Every major city that has any problem with homelessness (which, I think, is all of them) realizes that steps must be taken to curb the burden of panhandlers. However, as reported through the Post-Dispatch this morning, St. Louis government officials are taking an unusual approach to correcting the problem in the city’s Central West End.
The St. Louis Treasurer and "parking czar" has donated a decommissioned and refurbished parking meter to the area in an effort to reduce begging. The idea is that rather than give change to the homeless, visitors to one of the fine establishments surrounding the intersection of Maryland and Euclid will drop their change into a meter (if for no other reason to remind themselves that they just waited 35 minutes to find a meter they were required to throw change into).

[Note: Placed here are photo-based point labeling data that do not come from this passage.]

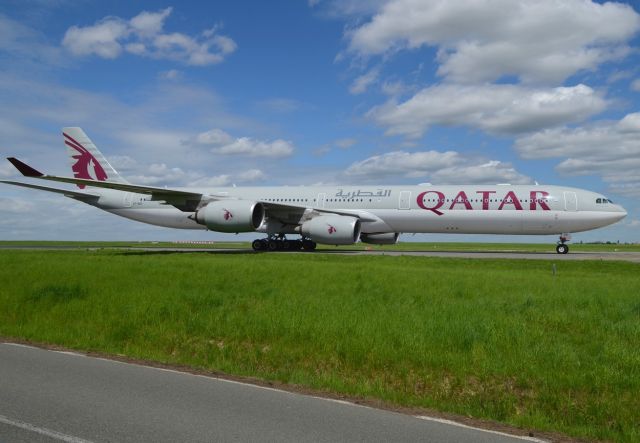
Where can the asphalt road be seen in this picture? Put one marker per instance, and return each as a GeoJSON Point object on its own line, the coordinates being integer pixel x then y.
{"type": "Point", "coordinates": [633, 257]}
{"type": "Point", "coordinates": [49, 396]}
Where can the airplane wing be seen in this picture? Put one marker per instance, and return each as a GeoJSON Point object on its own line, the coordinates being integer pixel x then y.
{"type": "Point", "coordinates": [183, 200]}
{"type": "Point", "coordinates": [30, 172]}
{"type": "Point", "coordinates": [65, 192]}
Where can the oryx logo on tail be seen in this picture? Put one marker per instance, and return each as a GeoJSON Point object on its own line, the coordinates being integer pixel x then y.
{"type": "Point", "coordinates": [86, 166]}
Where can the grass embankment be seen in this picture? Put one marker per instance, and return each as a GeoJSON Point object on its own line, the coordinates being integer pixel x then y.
{"type": "Point", "coordinates": [496, 339]}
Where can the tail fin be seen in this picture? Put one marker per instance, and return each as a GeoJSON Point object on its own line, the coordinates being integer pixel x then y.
{"type": "Point", "coordinates": [86, 160]}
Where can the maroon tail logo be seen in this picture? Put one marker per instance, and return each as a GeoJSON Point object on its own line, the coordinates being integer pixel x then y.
{"type": "Point", "coordinates": [84, 159]}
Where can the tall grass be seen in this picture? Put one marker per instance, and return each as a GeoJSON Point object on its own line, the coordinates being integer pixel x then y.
{"type": "Point", "coordinates": [497, 339]}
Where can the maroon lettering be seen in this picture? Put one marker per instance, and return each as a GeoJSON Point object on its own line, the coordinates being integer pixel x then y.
{"type": "Point", "coordinates": [461, 198]}
{"type": "Point", "coordinates": [485, 198]}
{"type": "Point", "coordinates": [438, 205]}
{"type": "Point", "coordinates": [511, 199]}
{"type": "Point", "coordinates": [535, 199]}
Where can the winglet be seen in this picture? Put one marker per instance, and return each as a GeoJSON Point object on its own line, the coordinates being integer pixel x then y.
{"type": "Point", "coordinates": [24, 168]}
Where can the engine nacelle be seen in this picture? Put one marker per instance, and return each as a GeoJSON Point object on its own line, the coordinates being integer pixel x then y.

The funds are intended to help aid homeless service agencies, but more importantly, the presence of the meter will "discourage panhandling by providing some competition for change, while
at the same time giving folks on [sic] alternative route for their altruism."

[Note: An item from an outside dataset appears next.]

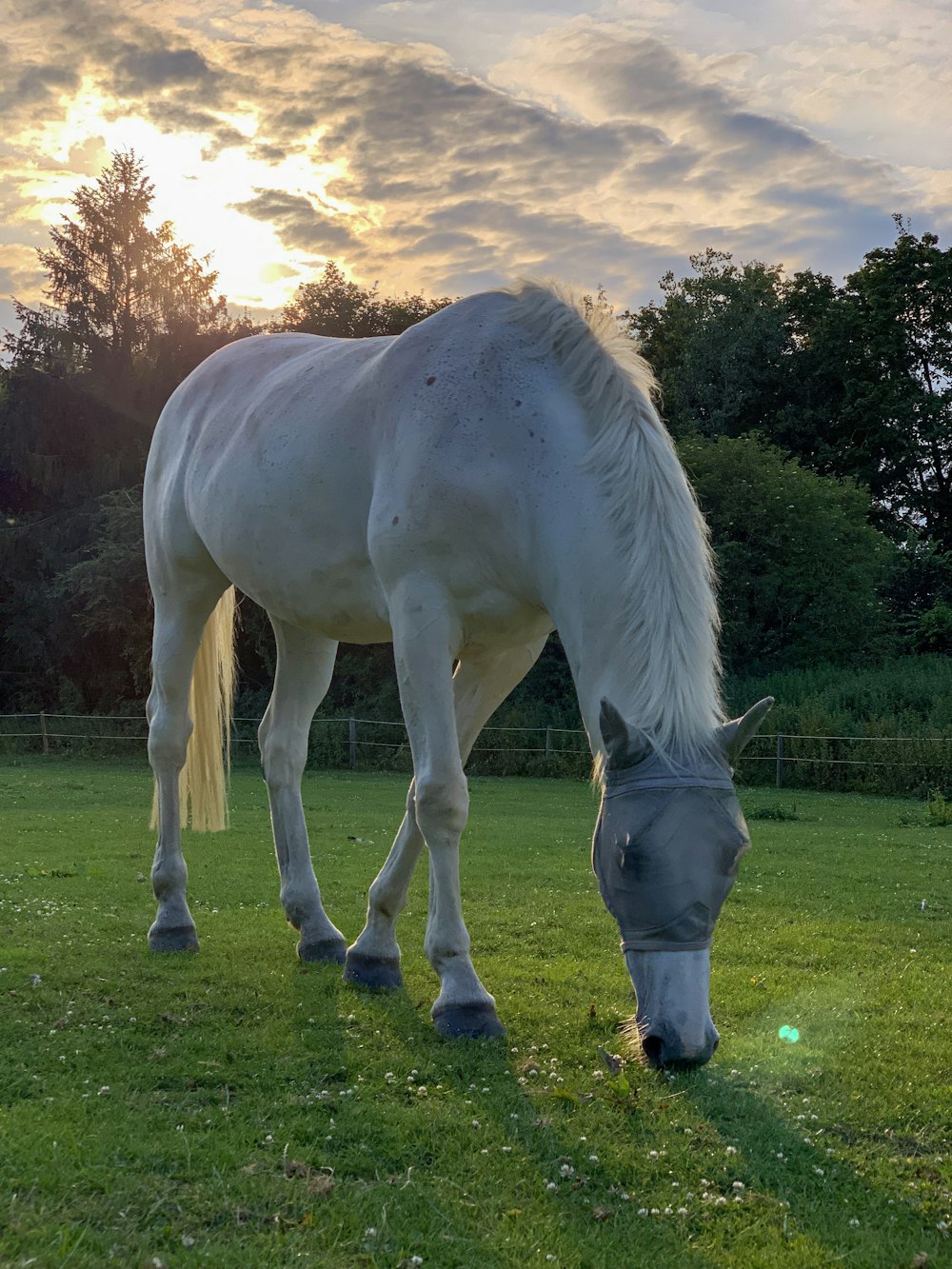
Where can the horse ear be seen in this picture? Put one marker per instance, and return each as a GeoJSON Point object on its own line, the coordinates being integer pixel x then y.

Really? Competition is going to make beggars go away? I’m aware of the fact that the meter will be an alternative target for quarters, but I really hope no one at city hall thinks that its presence will reduce panhandling. As a matter of fact, if I were a beggar, I’d be even more obnoxious because I’d know if I didn’t annoy you enough, you’d give those coins to an inanimate object. Better yet, I’d do it while standing right next to the meter, so that any joy you get from giving is canceled out by the guilt of not giving to me.
I can see it now: an anti-panhandling meter surrounded by 15 panhandlers. Great idea.